Arterial baroreflex control of muscle sympathetic nerve activity in the transition from rest to steady-state dynamic exercise in humans

Shigehiko Ogoh1*, James P Fisher2, Peter B Raven3, and Paul J Fadel4

1 Integrativr Physiology, University of North Texas Health Science Center, Fort Worth, Texas, United States
2 Medical Pharmacology & Physiology, University of Missouri-Columbia, Columbia, Missouri, United States
3 Integrative Physiology, Univ North Texas Health Science Center, United States
4 Department of Medical Pharmacology and Physiology, University of Missouri, Columbia, Missouri, United States

* To whom correspondence should be addressed. E-mail: sogoh{at}hsc.unt.edu.

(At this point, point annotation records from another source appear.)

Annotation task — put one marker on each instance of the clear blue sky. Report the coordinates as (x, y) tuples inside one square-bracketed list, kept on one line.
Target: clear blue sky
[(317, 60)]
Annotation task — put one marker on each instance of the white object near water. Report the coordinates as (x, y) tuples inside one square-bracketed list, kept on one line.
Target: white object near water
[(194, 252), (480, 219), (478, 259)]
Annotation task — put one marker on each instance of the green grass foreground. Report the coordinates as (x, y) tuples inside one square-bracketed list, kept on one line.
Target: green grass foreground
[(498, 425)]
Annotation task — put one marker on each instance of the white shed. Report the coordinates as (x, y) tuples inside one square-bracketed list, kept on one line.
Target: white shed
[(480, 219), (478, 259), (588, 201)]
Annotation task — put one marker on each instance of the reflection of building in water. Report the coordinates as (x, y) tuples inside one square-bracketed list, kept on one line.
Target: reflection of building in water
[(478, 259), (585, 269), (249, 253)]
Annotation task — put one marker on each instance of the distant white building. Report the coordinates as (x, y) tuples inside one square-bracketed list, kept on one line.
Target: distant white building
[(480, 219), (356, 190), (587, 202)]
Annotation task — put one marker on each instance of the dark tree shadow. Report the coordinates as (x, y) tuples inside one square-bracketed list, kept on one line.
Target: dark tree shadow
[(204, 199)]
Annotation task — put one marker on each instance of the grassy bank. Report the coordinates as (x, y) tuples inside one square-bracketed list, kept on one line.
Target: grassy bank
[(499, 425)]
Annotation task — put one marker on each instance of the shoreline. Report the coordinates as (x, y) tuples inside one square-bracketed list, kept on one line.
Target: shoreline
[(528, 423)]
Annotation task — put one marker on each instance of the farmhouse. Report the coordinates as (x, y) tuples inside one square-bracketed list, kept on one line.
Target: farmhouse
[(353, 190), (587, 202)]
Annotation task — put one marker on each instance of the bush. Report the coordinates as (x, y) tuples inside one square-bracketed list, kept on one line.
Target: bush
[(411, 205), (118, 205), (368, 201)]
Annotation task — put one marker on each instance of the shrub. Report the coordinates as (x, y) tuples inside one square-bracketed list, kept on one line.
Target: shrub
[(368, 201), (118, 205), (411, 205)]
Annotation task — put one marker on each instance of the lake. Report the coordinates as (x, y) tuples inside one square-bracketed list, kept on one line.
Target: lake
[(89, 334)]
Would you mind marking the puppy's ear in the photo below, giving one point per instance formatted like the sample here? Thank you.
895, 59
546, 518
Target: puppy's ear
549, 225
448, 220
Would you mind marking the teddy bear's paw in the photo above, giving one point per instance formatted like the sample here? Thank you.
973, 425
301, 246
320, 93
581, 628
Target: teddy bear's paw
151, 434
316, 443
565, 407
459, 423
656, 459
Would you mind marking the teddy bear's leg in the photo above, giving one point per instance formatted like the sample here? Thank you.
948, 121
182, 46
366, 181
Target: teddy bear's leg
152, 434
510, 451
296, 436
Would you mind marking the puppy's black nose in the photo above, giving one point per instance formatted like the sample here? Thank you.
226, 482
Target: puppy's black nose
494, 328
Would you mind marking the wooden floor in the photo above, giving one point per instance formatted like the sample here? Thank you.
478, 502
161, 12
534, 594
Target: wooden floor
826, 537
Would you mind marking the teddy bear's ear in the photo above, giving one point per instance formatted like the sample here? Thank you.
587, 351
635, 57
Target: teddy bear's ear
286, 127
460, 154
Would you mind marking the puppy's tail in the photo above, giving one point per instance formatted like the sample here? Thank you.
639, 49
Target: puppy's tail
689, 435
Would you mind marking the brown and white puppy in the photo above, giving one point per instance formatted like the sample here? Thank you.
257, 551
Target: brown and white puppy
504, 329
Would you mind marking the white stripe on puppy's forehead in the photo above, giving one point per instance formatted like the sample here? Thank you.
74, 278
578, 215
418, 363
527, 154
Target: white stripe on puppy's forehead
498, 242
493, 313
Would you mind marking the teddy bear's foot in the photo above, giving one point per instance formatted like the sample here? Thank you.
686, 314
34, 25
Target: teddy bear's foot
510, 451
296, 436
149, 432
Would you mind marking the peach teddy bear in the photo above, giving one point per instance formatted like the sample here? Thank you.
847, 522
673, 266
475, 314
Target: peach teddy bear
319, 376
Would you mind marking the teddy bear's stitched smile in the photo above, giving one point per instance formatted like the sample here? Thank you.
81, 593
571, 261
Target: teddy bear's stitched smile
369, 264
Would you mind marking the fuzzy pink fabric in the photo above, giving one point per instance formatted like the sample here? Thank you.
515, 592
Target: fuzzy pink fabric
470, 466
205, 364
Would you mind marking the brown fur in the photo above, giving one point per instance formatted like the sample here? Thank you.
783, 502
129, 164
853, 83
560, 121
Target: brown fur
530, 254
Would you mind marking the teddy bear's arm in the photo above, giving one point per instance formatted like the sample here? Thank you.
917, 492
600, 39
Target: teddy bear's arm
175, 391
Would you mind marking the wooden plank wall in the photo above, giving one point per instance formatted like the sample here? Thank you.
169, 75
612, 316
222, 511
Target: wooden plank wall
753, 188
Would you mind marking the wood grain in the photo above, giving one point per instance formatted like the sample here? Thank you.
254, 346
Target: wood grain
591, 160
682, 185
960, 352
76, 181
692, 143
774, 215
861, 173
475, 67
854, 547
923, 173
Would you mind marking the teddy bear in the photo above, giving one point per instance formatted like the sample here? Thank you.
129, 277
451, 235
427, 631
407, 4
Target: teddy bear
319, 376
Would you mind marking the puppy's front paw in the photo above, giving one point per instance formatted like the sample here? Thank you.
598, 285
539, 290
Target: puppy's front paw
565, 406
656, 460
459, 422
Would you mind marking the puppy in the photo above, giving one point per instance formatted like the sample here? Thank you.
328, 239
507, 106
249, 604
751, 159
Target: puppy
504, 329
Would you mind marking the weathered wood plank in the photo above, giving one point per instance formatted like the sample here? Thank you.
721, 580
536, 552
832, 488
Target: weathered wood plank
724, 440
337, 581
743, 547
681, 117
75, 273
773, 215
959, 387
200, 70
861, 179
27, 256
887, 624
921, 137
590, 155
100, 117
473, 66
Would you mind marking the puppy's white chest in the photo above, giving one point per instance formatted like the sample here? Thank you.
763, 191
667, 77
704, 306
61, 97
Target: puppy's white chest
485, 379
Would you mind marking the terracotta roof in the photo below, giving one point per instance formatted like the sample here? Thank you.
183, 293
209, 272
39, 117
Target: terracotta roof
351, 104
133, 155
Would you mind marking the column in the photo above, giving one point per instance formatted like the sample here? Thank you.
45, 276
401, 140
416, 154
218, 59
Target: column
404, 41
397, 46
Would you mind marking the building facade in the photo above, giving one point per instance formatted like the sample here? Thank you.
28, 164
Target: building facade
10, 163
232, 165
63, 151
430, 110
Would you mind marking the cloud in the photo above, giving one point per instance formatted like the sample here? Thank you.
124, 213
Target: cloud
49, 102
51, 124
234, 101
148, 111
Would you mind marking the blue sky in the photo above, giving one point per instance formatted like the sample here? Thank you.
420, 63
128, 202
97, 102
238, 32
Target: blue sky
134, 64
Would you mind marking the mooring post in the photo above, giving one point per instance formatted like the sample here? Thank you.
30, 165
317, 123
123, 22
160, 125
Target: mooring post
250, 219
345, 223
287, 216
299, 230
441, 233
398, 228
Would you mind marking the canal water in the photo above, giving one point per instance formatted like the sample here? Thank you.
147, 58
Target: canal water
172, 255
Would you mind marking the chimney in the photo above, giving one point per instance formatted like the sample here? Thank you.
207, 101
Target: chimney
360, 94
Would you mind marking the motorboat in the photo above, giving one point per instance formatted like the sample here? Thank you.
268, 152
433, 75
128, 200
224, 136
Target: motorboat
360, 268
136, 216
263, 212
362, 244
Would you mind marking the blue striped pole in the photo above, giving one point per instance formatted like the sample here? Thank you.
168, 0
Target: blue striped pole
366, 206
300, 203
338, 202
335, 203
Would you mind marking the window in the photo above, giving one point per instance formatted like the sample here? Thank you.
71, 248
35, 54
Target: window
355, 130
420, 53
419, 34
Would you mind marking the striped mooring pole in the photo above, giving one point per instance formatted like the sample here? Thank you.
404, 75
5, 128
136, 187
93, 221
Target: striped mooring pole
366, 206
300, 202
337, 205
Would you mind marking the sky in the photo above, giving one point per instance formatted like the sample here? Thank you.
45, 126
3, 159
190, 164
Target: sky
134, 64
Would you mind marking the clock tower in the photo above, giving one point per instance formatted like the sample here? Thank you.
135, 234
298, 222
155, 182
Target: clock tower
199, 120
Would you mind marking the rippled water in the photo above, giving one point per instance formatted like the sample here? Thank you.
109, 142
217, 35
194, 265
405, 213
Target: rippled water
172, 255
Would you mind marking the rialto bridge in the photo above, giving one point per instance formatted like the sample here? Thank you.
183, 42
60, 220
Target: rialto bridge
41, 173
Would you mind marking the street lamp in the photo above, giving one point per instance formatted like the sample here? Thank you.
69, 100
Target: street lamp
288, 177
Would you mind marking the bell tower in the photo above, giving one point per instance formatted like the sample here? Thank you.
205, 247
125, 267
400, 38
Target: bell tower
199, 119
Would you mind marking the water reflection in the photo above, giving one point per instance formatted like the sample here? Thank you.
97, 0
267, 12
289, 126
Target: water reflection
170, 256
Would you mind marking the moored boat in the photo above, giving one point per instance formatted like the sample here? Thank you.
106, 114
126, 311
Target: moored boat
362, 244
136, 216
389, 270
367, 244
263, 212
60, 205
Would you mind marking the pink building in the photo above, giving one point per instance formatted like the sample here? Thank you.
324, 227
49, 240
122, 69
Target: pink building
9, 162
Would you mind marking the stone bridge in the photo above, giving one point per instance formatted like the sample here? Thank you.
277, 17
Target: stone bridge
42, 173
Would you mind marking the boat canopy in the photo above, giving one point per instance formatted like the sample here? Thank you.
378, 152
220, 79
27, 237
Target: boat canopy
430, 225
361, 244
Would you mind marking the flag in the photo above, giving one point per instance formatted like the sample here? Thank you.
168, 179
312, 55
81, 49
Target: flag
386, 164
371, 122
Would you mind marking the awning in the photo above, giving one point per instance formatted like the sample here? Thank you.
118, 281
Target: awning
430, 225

We sought to investigate arterial baroreflex (ABR) control of muscle sympathetic nerve activity (MSNA) in the transition from rest to steady-state dynamic exercise. This was accomplished by assessing the relationship between spontaneous variations in diastolic blood pressure (DBP) and MSNA at rest and during the time course of reaching steady-state arm cycling at 50% peak oxygen uptake (VO2peak). Specifically, DBP-MSNA relations were examined in 8 subjects (25±1 yrs) at the start of unloaded arm cycling, and then during the initial and a later period of arm cycling once the 50% VO2peak work rate was achieved. Heart rate and arterial blood pressure were progressively increased throughout exercise. Although MSNA at rest (16±2 burst/min; 181±36 (au) total activity) was unchanged during unloaded cycling, MSNA burst frequency and total activity were significantly elevated during the initial (27±4 burst/min; 367±76 (au); P<0.05) and later (36±7 burst/min; 444±91 (au); P<0.05) period of exercise. The relationships between DBP and burst incidence, burst strength, and total MSNA, were progressively shifted rightward from unloaded to the initial to the later period of 50% VO2peak arm cycling without any changes in the slopes of the linear regressions (i.e., ABR sensitivity). Thus, a continuous and dynamic resetting of the ABR control of MSNA occurred during the transition from rest to steady-state dynamic exercise. These findings indicate that the ABR control of MSNA was well maintained throughout dynamic exercise in humans progressively being reset to operate around the exercise-induced elevations in blood pressure and MSNA without any changes in sensitivity.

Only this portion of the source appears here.